Dentro de um continente, um país é separado de outro país - ou de outros países - por uma linha divisória denominada limite, e por uma faixa denominada fronteira política. Os limites que marcam as fronteiras políticas podem ser representados cartograficamente, como mostra o planisfério político da página seguinte.

Os limites internacionais representados nos mapas políticos indicam até onde se estende o território de um país. Alguns têm um grande território, como Rússia, China, Estados Unidos e Brasil. São os chamados países continentais. Outros são muito pequenos, como Vaticano, Mônaco, Andorra (foto abaixo) e Cingapura, denominados micropaíses.
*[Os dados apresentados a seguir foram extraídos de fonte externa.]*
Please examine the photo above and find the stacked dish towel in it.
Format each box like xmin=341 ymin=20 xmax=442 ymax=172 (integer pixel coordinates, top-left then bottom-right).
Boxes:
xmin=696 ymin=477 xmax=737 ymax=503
Um país pode ter limites internos, caso seja subdividido em partes menores, que podem ser departamentos (na França), províncias (na Argentina) ou estados (no Brasil).

Há países que fazem parte de arquipélagos e são limitados pelo mar. Os limites muitas vezes são elementos naturais: rios, lagos, mares, cadeias de montanhas. Outras vezes, o limite pode ser marcado apenas por uma rua ou estrada.

LEGENDA: Pessoas andando pelas ruas de Andorra-a-Velha, no principado de Andorra. Foto de 2015.

FONTE: Pascal Pavani/Agência France-Presse

LEGENDA: Fronteira Brasil-Uruguai, em Santana do Livramento, no estado do Rio Grande do Sul. Foto de 2014.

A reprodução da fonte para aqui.